Mo, 10. Dezember 2018

Trend E-Sport

14.07.2017 11:51

Milliardäre und Manager kaufen "Overwatch"-Teams

Blizzards bunter Helden-Shooter "Overwatch" mit seinen spannenden Team-Schlachten steht bei Online-Spielern auch ein Jahr nach Release noch hoch im Kurs. Damit das so bleibt, setzt Blizzard auf E-Sport. "Overwatch" ist längst ein beliebtes Turnierspiel und wird auf Bewerben mit hohen Preisgeldern gespielt. Und jetzt beginnt auch noch der millionenschwere Handel mit den Teams.
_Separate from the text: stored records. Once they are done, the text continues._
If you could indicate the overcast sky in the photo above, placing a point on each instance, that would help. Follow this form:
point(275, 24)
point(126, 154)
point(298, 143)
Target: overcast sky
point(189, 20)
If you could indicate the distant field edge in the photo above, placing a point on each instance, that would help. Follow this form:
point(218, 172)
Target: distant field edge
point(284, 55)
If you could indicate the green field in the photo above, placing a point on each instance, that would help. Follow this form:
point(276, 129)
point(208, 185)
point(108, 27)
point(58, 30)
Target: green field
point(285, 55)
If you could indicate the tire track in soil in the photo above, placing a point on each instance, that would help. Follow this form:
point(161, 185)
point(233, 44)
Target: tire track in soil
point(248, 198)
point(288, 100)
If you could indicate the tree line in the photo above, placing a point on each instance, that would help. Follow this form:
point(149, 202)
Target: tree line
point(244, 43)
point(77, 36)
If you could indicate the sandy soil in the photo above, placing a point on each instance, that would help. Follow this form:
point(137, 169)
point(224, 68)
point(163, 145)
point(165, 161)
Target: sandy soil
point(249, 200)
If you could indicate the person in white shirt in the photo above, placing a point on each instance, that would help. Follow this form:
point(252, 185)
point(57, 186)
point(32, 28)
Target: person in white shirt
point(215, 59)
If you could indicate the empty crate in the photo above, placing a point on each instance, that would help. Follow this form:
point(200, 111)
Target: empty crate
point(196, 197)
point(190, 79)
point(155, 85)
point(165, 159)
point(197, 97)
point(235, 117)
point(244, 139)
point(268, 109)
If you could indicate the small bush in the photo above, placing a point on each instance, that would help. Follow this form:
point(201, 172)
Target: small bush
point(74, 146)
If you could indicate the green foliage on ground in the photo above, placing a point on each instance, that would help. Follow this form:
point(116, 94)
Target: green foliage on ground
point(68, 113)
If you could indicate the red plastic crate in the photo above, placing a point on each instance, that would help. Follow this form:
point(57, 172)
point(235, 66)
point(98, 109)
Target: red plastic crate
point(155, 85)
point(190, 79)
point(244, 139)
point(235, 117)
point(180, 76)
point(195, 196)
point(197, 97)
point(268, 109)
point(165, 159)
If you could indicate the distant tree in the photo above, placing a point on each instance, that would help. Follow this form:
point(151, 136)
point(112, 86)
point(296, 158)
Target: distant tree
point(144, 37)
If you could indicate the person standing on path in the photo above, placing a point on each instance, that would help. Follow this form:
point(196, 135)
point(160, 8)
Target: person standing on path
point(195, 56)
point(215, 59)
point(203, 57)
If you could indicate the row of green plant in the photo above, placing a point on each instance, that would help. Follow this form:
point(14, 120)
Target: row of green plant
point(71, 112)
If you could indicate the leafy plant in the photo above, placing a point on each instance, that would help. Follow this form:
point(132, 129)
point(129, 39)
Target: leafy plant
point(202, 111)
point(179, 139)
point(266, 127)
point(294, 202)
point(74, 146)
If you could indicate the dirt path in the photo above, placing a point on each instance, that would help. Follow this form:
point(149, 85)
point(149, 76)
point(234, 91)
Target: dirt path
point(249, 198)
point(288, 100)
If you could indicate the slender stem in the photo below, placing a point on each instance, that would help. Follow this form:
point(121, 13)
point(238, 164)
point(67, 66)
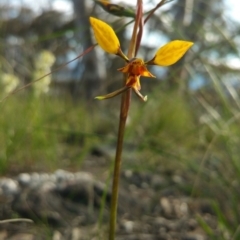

Wie das IT-Portal "Golem" berichtet, haben Manager und Milliardäre, die teils bereits im Besitz anderer Sportmannschaften sind, mit dem Ankauf von "Overwatch"-Teams begonnen. Mannschaften aus Los Angeles, New York, Seoul und Shanghai hätten in jüngster Zeit einen Eigentümer gefunden, das Team aus New York beispielsweise den Investor Jeff Wilpon, der auch das Baseball-Team New York Mets besitzt.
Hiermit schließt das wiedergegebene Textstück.